Friday, October 31, 2014

Ingin Pergi

Ingin Pergi

Udara pagi ini sangat cerah. Aku ingin pergi bareng keluarga dengan mobil sendiri. Tujuanku sebuah tempat wisata yang indah pemandangannya dan enak makanannya. Tentu saja kami akan menginap di sebuah hotel yang nyaman dan asri. 

Sepanjang perjalanan kami saling bercerita dan bersendau-gurau, dengan ditemani camilan ringan dan iringan musik yang hangat. Week end itu berarti hari libur, jadi kami manfaatkan waktu sebaik-baiknya. Yang biasanya jarang bercerita tentang dirinya, kini saatnya untuk bercerita ... apa saja. 
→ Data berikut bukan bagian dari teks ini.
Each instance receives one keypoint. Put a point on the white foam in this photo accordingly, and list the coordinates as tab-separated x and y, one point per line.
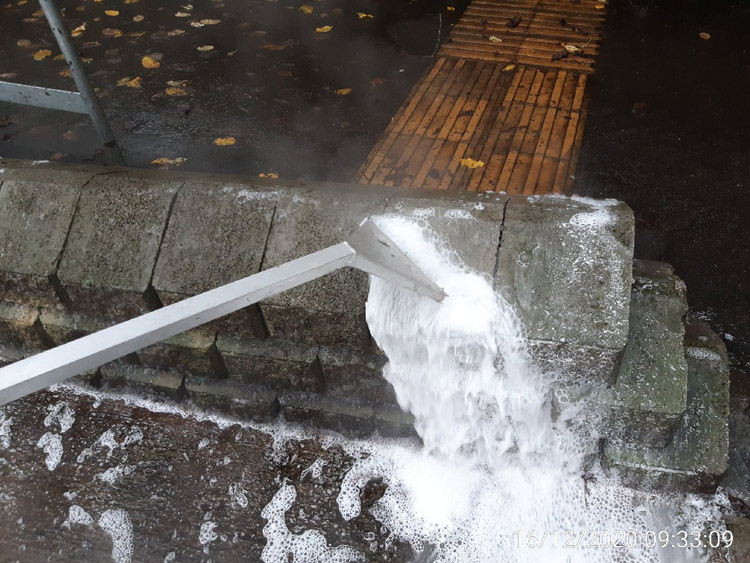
114	474
6	434
309	547
116	522
77	515
51	444
62	415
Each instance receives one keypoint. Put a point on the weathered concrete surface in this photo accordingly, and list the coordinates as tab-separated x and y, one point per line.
564	263
696	459
171	474
35	215
111	251
651	391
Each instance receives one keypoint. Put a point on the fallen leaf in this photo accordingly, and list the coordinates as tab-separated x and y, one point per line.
166	162
149	62
130	82
471	163
42	54
175	91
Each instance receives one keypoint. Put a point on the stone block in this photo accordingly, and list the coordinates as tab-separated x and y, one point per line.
565	265
217	234
120	375
249	402
190	353
276	364
356	375
20	327
697	457
471	225
346	416
651	390
36	210
329	310
113	245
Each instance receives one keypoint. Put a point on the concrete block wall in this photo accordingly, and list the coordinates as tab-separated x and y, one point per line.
82	248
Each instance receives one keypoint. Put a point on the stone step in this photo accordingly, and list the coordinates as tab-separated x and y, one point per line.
649	397
698	455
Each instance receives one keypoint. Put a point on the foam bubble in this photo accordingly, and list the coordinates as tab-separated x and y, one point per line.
52	446
116	522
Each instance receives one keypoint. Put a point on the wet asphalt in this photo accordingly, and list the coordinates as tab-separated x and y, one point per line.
668	129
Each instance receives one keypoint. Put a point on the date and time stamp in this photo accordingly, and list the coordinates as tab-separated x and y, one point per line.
628	539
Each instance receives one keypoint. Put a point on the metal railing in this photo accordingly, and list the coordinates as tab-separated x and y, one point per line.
367	249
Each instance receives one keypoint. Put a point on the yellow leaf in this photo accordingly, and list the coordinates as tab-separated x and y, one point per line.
42	54
165	162
471	163
130	82
150	62
175	91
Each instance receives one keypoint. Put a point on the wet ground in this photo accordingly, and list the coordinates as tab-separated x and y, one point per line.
668	132
300	99
668	129
181	489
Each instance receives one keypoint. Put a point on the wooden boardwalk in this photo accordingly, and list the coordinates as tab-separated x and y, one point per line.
503	106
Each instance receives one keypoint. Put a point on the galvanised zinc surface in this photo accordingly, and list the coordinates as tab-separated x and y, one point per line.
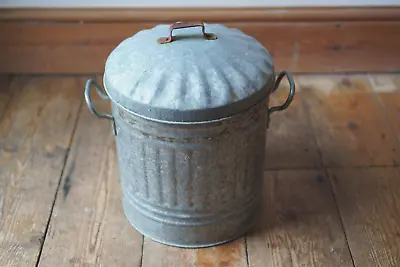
192	185
191	78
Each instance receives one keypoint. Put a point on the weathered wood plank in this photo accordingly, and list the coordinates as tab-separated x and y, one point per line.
369	202
387	88
232	254
88	227
35	134
300	225
290	138
349	124
5	93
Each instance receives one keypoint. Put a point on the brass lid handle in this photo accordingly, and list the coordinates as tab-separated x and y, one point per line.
187	24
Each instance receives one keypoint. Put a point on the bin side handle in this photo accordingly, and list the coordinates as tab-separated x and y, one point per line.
291	94
103	96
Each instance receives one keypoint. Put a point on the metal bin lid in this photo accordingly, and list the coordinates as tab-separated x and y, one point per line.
185	73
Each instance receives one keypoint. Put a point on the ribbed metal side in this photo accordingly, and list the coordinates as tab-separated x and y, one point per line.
191	185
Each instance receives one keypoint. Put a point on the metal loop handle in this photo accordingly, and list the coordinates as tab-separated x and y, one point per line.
182	24
103	96
291	91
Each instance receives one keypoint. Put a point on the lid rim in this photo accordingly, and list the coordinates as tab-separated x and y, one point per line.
193	116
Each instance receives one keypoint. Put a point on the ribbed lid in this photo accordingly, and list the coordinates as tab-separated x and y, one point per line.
192	78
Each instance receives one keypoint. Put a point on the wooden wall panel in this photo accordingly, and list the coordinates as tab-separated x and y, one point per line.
299	39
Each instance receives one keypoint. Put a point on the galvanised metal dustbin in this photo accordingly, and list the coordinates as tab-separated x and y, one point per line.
189	113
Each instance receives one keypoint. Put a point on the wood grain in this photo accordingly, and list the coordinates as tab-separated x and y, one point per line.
88	227
387	89
301	46
232	254
290	138
5	93
32	154
369	202
349	124
300	224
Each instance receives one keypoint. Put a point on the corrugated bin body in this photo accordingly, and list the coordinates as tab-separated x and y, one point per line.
189	114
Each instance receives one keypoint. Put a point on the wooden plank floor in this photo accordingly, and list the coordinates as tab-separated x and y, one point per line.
332	181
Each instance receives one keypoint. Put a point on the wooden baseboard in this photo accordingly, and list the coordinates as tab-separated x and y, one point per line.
300	39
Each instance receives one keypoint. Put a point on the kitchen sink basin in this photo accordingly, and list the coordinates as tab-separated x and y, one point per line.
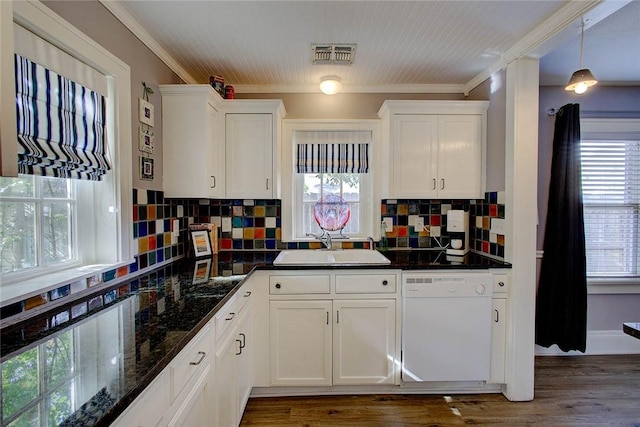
314	257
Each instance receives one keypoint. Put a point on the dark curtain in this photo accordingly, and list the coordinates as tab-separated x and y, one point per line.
561	306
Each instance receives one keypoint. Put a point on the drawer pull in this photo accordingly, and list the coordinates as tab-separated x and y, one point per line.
202	356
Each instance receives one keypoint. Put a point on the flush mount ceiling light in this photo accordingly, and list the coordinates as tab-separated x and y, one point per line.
330	85
582	79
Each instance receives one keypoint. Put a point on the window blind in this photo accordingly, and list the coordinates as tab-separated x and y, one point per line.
332	151
611	197
60	125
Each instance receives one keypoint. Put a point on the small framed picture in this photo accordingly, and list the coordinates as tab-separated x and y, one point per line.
201	243
146	141
201	271
146	168
145	112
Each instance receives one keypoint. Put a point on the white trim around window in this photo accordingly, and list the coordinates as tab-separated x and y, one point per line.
372	198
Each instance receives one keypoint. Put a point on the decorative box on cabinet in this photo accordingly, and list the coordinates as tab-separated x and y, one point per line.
193	149
437	148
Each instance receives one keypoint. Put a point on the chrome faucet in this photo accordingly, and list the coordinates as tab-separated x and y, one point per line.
325	239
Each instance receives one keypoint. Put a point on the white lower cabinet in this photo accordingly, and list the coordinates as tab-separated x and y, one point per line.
332	342
300	341
195	409
233	361
364	335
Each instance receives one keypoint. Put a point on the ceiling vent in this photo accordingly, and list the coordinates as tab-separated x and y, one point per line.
341	54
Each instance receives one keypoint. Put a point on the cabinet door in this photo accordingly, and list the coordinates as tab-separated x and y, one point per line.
300	342
249	154
459	156
364	341
195	410
414	152
226	382
192	144
244	362
498	340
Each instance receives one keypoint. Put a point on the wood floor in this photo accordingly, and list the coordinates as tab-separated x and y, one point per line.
569	391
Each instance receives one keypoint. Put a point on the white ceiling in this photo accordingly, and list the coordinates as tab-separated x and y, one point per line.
402	46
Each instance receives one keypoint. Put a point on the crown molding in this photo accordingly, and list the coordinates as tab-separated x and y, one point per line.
143	35
425	88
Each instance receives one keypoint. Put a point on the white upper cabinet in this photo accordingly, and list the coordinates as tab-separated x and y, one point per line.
215	148
436	148
192	142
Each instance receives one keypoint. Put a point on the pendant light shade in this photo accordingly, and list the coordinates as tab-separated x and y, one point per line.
330	85
582	79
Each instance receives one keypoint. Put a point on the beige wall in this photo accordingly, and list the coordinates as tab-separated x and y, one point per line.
93	19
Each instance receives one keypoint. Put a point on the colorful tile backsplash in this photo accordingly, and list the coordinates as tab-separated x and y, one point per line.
256	225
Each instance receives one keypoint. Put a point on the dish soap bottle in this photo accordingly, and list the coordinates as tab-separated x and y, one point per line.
384	243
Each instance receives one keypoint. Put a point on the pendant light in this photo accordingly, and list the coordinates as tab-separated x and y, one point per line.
583	78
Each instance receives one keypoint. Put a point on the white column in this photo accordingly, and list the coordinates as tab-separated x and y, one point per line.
521	201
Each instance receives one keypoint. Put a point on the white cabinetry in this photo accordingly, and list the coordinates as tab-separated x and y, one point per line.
192	142
215	148
333	329
436	148
252	135
499	327
233	362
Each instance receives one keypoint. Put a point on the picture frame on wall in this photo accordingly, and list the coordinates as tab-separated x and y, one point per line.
146	141
145	112
201	243
146	168
201	271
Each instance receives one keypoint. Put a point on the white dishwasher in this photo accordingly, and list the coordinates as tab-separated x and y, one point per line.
446	326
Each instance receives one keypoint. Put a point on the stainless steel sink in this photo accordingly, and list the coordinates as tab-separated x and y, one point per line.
314	257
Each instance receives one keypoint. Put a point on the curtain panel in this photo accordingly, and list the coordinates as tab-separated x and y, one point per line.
61	125
561	305
332	158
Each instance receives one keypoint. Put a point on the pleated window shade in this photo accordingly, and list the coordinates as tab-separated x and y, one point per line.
611	197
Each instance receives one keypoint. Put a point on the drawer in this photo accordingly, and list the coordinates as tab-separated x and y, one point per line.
225	317
365	284
189	361
292	285
500	283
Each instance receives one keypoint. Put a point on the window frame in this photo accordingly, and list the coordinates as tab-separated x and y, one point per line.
292	185
612	129
105	249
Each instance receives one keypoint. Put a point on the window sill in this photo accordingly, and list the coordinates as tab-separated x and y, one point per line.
18	291
621	285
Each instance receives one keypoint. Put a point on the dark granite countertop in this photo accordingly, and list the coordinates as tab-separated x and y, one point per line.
120	338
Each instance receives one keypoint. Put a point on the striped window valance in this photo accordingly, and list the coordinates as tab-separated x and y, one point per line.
332	152
60	123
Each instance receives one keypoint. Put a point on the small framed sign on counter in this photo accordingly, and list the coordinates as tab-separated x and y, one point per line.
201	243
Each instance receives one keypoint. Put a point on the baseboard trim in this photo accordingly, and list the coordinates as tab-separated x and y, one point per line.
598	343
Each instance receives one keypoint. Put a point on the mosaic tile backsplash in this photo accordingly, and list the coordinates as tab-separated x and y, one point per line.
256	225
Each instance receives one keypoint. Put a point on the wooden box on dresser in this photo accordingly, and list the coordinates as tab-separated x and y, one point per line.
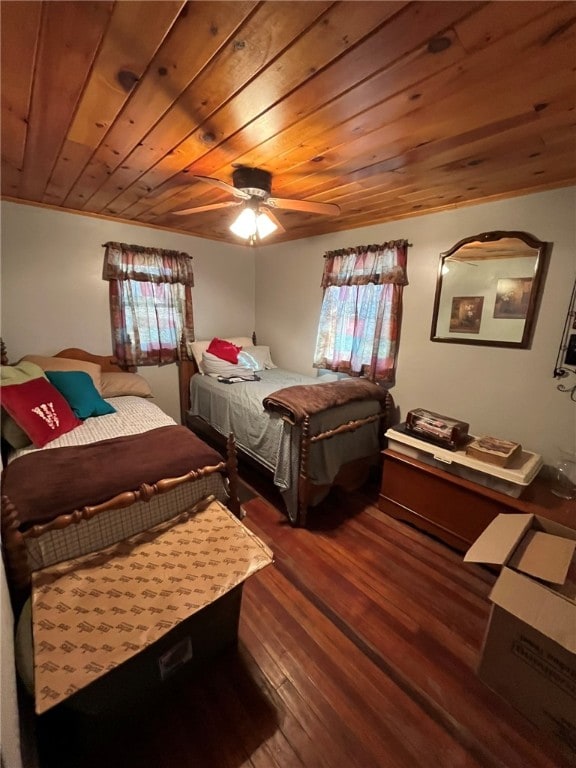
454	509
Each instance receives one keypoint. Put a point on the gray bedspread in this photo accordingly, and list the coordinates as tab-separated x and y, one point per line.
272	441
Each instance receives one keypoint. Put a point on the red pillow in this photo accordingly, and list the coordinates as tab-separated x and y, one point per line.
225	350
39	409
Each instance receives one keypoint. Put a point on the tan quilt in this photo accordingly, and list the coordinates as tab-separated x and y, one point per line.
95	612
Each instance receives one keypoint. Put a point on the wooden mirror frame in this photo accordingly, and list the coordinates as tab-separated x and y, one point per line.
444	303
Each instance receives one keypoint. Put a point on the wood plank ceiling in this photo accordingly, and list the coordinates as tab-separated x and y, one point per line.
388	109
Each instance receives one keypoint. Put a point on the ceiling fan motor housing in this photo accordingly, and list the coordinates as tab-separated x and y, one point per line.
254	181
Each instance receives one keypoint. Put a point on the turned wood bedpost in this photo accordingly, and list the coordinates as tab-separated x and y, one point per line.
232	467
186	370
302	503
17	566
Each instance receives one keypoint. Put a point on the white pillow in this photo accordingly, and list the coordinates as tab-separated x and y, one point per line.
257	358
197	348
215	366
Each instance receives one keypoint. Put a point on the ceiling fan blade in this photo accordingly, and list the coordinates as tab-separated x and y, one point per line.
306	206
223	185
203	208
275	220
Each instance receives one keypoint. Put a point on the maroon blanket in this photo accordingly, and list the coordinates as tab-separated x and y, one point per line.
56	481
297	402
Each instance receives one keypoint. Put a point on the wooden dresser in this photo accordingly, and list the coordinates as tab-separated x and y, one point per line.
454	509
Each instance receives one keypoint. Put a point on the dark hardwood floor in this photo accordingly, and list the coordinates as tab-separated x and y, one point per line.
357	649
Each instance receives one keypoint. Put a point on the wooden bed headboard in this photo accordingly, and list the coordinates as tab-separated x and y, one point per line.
108	363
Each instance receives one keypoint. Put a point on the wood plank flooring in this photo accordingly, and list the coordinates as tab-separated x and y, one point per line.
357	649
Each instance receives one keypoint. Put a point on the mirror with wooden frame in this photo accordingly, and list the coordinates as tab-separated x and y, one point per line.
488	290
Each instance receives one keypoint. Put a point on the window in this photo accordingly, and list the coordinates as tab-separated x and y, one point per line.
360	317
150	302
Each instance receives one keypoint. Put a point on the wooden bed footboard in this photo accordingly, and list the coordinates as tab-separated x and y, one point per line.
351	475
14	538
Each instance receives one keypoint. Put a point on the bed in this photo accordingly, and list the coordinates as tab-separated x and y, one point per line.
328	433
116	539
95	508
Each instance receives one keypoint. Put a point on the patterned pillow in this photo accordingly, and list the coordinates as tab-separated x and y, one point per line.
16	374
225	350
41	411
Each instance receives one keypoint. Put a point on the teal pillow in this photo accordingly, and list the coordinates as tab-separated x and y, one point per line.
77	387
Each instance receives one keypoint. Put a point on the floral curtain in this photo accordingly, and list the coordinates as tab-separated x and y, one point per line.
150	302
361	309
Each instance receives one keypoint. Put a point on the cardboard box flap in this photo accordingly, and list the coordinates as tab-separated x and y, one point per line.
549	613
544	556
499	540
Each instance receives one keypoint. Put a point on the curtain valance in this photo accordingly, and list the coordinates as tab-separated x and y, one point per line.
150	265
364	264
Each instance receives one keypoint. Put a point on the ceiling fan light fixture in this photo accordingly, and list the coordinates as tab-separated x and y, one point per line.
252	224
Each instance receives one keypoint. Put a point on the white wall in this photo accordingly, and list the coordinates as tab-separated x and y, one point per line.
503	392
53	295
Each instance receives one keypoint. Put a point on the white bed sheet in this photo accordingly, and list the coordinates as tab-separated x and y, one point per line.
271	440
133	416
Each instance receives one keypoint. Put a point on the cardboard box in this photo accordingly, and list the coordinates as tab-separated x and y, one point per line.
110	625
529	652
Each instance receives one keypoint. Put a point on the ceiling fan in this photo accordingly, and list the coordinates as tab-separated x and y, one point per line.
252	187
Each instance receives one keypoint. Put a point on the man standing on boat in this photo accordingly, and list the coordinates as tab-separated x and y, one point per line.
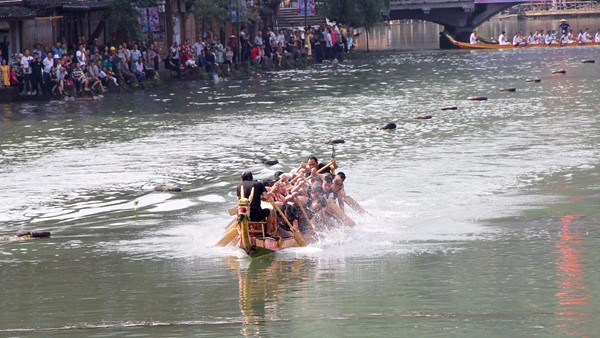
502	40
257	190
564	26
474	39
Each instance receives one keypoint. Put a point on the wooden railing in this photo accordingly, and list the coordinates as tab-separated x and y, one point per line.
549	5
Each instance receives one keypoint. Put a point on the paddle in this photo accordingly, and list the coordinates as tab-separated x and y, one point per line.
305	214
354	205
333	208
229	235
325	167
296	233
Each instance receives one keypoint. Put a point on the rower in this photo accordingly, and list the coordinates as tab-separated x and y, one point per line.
564	26
338	188
502	39
257	191
314	165
474	39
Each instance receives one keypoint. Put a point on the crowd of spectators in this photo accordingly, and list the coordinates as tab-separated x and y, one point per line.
91	67
56	70
266	48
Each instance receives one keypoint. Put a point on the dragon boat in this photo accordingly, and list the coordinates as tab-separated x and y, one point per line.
482	45
253	239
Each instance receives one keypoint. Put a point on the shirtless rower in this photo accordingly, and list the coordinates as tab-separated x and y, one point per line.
314	165
502	40
474	38
257	213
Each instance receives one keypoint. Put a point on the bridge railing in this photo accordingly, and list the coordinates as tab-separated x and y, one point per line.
401	3
553	5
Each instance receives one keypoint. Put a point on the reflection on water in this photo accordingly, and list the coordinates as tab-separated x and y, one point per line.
402	34
262	282
416	34
573	293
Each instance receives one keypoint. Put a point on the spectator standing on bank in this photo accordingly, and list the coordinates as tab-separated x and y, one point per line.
25	66
47	65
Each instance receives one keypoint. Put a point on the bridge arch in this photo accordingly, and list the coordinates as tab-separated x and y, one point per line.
459	17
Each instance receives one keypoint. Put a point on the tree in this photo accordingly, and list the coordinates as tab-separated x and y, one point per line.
359	13
211	9
123	20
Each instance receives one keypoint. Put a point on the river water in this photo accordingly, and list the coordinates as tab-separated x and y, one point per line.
484	219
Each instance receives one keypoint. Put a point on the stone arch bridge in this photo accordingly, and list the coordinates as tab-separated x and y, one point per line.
459	17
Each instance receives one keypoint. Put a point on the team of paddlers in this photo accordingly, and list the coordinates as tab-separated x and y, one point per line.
309	198
564	36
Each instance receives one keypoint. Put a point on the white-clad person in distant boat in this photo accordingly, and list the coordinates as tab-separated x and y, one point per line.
314	165
502	40
564	27
518	39
474	39
257	213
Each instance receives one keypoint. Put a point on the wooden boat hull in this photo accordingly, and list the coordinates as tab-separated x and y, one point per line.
267	245
255	242
466	45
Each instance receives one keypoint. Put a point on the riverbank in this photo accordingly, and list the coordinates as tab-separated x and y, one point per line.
235	71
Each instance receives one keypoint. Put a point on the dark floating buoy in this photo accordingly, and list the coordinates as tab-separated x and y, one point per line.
22	233
167	188
477	98
25	234
40	234
450	108
387	126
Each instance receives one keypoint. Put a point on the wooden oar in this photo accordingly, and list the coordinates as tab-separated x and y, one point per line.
354	205
305	214
337	212
325	167
296	233
231	224
229	235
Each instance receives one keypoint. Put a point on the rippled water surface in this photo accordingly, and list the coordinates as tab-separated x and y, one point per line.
484	219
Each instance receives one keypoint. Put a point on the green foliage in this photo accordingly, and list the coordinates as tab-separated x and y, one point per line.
360	13
211	9
123	19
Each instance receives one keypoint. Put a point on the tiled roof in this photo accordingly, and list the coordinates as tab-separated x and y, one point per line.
85	5
16	12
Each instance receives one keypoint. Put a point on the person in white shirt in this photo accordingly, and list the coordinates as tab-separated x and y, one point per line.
25	60
517	39
474	39
47	64
80	55
588	37
581	37
502	39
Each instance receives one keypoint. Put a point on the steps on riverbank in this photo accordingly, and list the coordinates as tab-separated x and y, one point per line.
289	17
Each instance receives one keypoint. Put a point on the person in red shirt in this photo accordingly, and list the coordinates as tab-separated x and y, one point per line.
255	55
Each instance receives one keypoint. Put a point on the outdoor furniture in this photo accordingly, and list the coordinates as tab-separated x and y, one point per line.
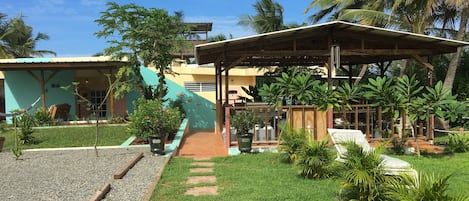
391	165
60	111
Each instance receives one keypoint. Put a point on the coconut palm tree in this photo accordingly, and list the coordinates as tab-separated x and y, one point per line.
19	41
269	17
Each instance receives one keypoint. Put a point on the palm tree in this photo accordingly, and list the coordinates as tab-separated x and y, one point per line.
269	17
19	41
463	8
331	9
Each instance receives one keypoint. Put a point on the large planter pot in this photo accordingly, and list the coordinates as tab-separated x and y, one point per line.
157	143
2	140
245	142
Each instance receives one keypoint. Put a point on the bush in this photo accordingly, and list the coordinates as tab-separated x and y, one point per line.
292	141
150	118
26	122
43	117
315	160
457	143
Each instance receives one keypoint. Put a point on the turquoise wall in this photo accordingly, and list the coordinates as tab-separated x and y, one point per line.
21	90
199	111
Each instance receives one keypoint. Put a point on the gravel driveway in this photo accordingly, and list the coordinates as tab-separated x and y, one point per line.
76	174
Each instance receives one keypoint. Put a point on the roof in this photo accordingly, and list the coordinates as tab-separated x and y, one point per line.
103	62
310	45
199	26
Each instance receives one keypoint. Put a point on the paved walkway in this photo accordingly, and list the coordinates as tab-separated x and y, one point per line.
202	144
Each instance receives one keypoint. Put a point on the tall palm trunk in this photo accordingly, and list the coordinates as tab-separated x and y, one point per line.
453	65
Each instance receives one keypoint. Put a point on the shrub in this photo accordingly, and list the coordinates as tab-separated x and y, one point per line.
425	187
26	122
315	160
43	117
150	118
364	177
292	141
457	143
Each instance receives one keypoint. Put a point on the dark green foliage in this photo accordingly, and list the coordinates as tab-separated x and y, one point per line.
398	145
292	142
457	143
426	187
253	92
26	122
315	160
150	118
42	117
243	121
364	177
179	105
117	120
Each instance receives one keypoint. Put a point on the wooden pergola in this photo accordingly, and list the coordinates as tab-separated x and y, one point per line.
54	65
331	44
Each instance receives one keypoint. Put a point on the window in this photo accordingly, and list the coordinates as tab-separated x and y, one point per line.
200	86
96	98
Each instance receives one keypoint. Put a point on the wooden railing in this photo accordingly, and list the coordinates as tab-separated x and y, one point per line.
360	117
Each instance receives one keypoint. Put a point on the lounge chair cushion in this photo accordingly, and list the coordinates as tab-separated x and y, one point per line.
394	163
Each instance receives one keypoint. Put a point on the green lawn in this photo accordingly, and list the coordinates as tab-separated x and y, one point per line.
246	177
71	136
263	177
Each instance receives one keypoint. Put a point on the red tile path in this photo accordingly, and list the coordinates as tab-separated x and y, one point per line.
202	144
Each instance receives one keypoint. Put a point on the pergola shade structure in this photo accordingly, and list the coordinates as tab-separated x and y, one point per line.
312	45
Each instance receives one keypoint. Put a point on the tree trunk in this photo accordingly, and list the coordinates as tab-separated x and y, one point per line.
404	67
453	65
361	74
97	135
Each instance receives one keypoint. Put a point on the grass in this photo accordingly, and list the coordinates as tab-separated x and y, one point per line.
246	177
263	177
71	136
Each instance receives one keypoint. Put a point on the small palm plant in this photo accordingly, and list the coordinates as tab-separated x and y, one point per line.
425	187
364	176
315	160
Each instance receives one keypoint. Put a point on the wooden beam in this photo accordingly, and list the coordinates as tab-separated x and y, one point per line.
423	62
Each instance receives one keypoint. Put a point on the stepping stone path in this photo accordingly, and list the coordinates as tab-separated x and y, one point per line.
208	181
Hawa sejuk pegunungan dan pemandangan yang memanjakan mata membuatku bernafas sepuas-puasnya. Alangkah indahnya hidupku, mempunyai suami yang ganteng dan anak yang baik. Soal keuangan tak menjadi masalah, karena baik suami maupun aku mempunyai penghasilan. Hore .... 

Tiba-tiba airmataku menggenang, aku menangis. Itu semua baru merupakan anganku saja. Nyatanya hidupku masih morat-marit dan belum punya suami lagi. 

Dulu sebelum menikah aku bisa menikmati mengendarai mobilku sendiri, sebuah sedan Honda Civic th 1988. Itu di tahun 1996 dan mobilku berumur 8 tahun. Sayang anakku belum lahir, jadi aku belum sempat mengajaknya jalan-jalan. 

Sebenarnya suamiku waktu itu sebelum bercerai juga sudah memiliki sebuah mobil, namun sayang belum pernah sekali pun anak dan istrinya ini diajaknya jalan-jalan. Aku tahu maksudnya adalah untuk menyembunyikan hartanya, termasuk mobil tersebut. Ketika aku tanya, dia tak mengakui mobil itu sebagai miliknya. Terakhir dia terpaksa mengantar aku dan anakku ke travel Joglosemar jurusan Solo dengan mobil Honda Jazznya yang berwarna putih. Itu pun jaraknya tergolong dekat, dari jalan Bima ke jalan Pemuda Semarang. Waktu itu adiknya menikah, dan mobil itulah yang dipakai sebagai mobil pengantin. Adiknya yang meminta meminjam mobil masnya, aku mendengarnya. Tentu saja kami pergi sebentar dengan mobil itu setelah segala hiasannya dilepas. 

Aku sering merasa bingung ketika aku ingin pergi ke suatu tempat tapi anakku menolak kalau hanya mengendarai sepeda motor. Memang sudah seharusnya dia menjalani standar hidup yang lebih baik termasuk bisa pergi dengan mobil sendiri mengingat keberadaan papanya. 

Kini, aku harus bisa terima kenyataan hidup ini, sementara saja. Aku yakin semua akan menjadi baik, sebentar lagi. Bila yang kuangankan di awal cerita belum menjadi kenyataan, ya aku terima saja dulu. Aku yakin semua akan indah pada waktunya.